Coordinating agents is the reason for behaviour trees. What is coordination? Is synchronised behaviour change between two or more agents. Need to ask not what to do – but when to do something synchronised, and when to stop too. That’s a challenge!

Crysis had a Tactic manager (not a good word Tactic, but oh well). Tactic called “Flank” – design requirements (since every designer is different!) is to have at least two candidates (one distracts, one flanks) and a maximum of 3 (one distracts, other two flank).

Where in the tree though? (The when). Lots of suggestions – such as before, after melee, before approach, under approach. Chose under shooting (so want to shoot) and before grenade (see pic).

Tactics manager managing those behaviours like Flank. So when Flank is reached, the Tactics manager says “I can flank”, the manager says “don’t flank yet, exit this node, but I know you’re a good candidate”. When a second does it, the Tactics manager can send an event to open the Flank tactic, and then execute it.

Need to monitor when it needs to change – so if one dies, the tactic manager sends another event to turn off the flanking.

With many available agents for flanking – the others might do idle or other work (random firing or something) since many games just stop too many enemies attacking the player at once, or create two flank tactics so both groups do it. If a lot, use the closest ones. Or might be some other sorting – biggest weapon, importance, etc (done by Tactic manager).

Question – Details on the Tactics manager? Does it use a tree?
No behaviour tree, just very very simple. Can only execute one behaviour at once too.

Question – Top down or bottom up behaviour?
Definitely top down, where you can have behaviours changing is important.

Question – IS it possible to do without cheating?
Yes it is possible to do it without cheating, such as using a new perception system used in the game. There is normal perception from the actor, or there is belief – knowledge from other teammates. Also memory perception – someone runs behind a wall, you remember he was there. Can achieve it by not cheating.

Question – Does it have benefit to not cheating? (such as the all knowing force in Left 4 Dead).
You can do it in a systematic way, such as knowing someone is there because they are moving behind the wall. Up to the AI designers.

Question – Behaviour trees are good for rules of engagement. However, for example, a complex tactic – guard the rear, someone go on a patrol – you don’t have in one place the representation of that.
Tactic manager has minimum, maximum candidates for tactics. For a complex thing you can nest tactics – you branch node and distributing different AI’s, is probably what you would do.

Question – Do you use this technique in Endwar?
Use a kind of order encapsulation system. Used to organise behaviour of units.

Notes: Added the difficulties of level designers not having much interaction with the tree, so perhaps adding environmental hints would be a good idea.

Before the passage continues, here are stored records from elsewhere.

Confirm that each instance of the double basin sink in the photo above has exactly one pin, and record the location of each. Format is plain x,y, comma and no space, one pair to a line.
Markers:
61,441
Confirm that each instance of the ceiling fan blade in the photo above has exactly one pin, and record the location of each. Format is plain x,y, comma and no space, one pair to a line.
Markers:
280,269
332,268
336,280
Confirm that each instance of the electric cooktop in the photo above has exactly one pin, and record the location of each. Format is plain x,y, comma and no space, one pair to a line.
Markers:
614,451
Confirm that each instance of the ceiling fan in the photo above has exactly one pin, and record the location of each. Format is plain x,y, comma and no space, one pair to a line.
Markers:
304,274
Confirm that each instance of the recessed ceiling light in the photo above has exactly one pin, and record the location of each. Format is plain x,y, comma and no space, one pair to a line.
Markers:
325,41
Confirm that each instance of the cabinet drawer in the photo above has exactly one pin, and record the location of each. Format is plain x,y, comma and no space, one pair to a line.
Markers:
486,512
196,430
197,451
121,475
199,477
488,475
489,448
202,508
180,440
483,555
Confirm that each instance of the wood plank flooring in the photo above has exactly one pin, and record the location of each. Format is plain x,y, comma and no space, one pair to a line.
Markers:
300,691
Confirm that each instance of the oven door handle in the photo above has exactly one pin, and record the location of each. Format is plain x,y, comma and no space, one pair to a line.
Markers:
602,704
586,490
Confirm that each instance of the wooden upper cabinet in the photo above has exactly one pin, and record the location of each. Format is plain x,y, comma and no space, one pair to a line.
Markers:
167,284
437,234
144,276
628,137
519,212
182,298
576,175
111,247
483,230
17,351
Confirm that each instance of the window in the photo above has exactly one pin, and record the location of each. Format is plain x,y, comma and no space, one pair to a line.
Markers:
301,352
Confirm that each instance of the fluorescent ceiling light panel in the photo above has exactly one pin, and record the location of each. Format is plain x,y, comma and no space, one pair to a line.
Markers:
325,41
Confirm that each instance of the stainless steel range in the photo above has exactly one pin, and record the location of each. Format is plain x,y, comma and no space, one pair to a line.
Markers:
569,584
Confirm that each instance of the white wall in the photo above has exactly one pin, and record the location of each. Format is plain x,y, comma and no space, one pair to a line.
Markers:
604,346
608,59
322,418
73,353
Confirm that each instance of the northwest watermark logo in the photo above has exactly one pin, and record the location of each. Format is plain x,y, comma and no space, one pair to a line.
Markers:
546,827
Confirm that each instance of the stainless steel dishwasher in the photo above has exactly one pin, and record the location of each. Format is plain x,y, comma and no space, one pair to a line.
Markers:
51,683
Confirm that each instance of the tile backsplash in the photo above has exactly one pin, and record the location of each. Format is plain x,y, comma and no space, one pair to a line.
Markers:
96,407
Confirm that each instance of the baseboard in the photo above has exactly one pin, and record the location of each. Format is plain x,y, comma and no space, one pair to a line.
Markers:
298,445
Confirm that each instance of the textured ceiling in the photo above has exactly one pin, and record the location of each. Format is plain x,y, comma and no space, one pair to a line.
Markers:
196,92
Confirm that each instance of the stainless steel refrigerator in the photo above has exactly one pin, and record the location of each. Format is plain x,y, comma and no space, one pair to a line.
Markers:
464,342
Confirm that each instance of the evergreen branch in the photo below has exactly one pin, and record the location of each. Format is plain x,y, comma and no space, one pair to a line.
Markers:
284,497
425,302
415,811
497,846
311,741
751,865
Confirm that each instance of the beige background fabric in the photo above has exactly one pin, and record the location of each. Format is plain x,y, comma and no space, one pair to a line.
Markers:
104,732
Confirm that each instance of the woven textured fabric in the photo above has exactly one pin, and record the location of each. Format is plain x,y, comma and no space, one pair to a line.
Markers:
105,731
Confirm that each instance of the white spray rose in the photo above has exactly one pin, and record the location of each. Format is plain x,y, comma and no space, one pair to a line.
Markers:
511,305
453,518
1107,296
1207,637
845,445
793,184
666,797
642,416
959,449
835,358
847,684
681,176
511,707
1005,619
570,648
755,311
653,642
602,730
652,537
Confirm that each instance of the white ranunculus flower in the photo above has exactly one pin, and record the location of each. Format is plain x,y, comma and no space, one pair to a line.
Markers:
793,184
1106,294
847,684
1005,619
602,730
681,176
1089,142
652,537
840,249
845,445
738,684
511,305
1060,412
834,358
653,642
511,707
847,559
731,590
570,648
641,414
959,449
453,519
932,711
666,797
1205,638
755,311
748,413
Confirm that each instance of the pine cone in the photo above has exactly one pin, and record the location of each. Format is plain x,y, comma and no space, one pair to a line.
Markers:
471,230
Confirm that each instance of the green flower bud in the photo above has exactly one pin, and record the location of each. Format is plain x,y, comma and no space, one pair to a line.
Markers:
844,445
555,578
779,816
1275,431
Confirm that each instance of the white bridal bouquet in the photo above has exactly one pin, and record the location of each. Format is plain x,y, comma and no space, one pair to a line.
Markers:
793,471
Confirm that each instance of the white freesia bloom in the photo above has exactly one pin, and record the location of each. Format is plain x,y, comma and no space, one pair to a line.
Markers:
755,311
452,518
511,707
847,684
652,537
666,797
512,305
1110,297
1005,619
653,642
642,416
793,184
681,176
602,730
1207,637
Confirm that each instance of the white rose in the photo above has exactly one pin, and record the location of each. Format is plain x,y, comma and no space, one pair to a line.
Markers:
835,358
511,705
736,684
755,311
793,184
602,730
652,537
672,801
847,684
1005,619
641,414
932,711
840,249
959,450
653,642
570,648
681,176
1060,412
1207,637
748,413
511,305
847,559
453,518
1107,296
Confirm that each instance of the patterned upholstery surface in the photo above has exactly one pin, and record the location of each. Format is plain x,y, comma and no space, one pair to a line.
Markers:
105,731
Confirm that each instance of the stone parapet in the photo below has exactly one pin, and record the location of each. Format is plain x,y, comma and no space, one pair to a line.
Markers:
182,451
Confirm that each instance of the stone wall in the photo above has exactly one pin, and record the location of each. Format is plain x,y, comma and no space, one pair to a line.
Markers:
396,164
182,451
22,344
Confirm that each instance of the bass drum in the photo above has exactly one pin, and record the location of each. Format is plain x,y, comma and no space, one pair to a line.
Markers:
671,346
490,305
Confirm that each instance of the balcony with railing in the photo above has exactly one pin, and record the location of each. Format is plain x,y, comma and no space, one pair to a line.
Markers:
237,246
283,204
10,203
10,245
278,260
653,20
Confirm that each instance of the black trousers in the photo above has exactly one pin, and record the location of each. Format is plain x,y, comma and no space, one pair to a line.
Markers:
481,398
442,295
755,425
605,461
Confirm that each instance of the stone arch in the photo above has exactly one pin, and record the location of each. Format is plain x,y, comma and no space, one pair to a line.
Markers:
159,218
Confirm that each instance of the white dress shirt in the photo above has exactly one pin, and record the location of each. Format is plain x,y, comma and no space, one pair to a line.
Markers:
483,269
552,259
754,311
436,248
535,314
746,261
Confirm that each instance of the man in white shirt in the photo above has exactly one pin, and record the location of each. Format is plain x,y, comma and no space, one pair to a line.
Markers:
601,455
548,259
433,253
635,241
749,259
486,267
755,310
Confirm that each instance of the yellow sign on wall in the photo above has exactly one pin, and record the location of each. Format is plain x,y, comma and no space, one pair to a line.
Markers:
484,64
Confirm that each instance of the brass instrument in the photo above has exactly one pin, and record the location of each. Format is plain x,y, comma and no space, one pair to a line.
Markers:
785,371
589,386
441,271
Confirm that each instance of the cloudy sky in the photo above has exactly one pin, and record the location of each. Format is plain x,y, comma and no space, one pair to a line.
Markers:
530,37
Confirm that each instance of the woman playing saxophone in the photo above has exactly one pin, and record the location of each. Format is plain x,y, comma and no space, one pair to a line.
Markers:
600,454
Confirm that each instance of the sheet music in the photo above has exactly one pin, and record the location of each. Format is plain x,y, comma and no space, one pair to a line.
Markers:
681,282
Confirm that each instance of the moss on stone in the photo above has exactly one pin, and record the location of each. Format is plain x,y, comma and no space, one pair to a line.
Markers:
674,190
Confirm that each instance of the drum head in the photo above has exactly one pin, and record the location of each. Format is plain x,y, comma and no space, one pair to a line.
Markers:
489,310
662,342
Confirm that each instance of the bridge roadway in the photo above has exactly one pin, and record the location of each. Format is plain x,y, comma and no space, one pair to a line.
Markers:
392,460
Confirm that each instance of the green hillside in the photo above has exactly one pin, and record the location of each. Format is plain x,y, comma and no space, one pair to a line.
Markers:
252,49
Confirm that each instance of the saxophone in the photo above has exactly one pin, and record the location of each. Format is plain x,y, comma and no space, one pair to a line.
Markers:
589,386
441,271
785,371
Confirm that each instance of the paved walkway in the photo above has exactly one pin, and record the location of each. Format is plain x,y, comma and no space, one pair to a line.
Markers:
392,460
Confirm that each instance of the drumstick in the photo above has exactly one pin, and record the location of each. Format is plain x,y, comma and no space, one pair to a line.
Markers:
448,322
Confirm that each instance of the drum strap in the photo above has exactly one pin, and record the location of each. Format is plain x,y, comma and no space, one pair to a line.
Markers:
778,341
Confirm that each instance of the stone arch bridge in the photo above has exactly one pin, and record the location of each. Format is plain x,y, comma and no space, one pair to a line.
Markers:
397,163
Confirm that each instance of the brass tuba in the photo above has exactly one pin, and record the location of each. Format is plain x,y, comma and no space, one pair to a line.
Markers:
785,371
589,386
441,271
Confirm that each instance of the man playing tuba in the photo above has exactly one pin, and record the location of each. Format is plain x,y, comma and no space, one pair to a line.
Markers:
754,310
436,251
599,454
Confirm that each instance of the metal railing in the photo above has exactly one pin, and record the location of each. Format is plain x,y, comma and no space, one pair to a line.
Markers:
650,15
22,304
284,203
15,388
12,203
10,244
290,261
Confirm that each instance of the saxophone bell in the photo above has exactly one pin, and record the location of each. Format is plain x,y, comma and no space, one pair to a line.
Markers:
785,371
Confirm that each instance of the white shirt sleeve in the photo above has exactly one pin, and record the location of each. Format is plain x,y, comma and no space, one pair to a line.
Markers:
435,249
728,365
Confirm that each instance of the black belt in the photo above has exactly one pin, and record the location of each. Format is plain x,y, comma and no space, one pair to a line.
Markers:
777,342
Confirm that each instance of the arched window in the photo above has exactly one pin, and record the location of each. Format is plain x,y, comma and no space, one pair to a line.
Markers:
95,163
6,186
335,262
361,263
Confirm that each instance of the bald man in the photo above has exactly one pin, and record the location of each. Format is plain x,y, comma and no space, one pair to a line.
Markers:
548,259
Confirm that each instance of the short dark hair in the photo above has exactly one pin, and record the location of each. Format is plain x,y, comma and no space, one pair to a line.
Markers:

Also it is important to give visual representations of the AI at all points. Also give hardcoded restrictions not just documented ones – and report it as it won’t work – different colours and so on.

Can also sell what the AI is thinking in 5-10M, with voice and actions. Shows off the AI.

Also having pauses – with reloading, an intentional mistake that allows the player to kill them. Maybe easier in 3rd person if the player takes cover.

95% from what the player feels – so simple behaviours can have a huge effect. AI programmers have to step back and ask what you’re giving feel to the player.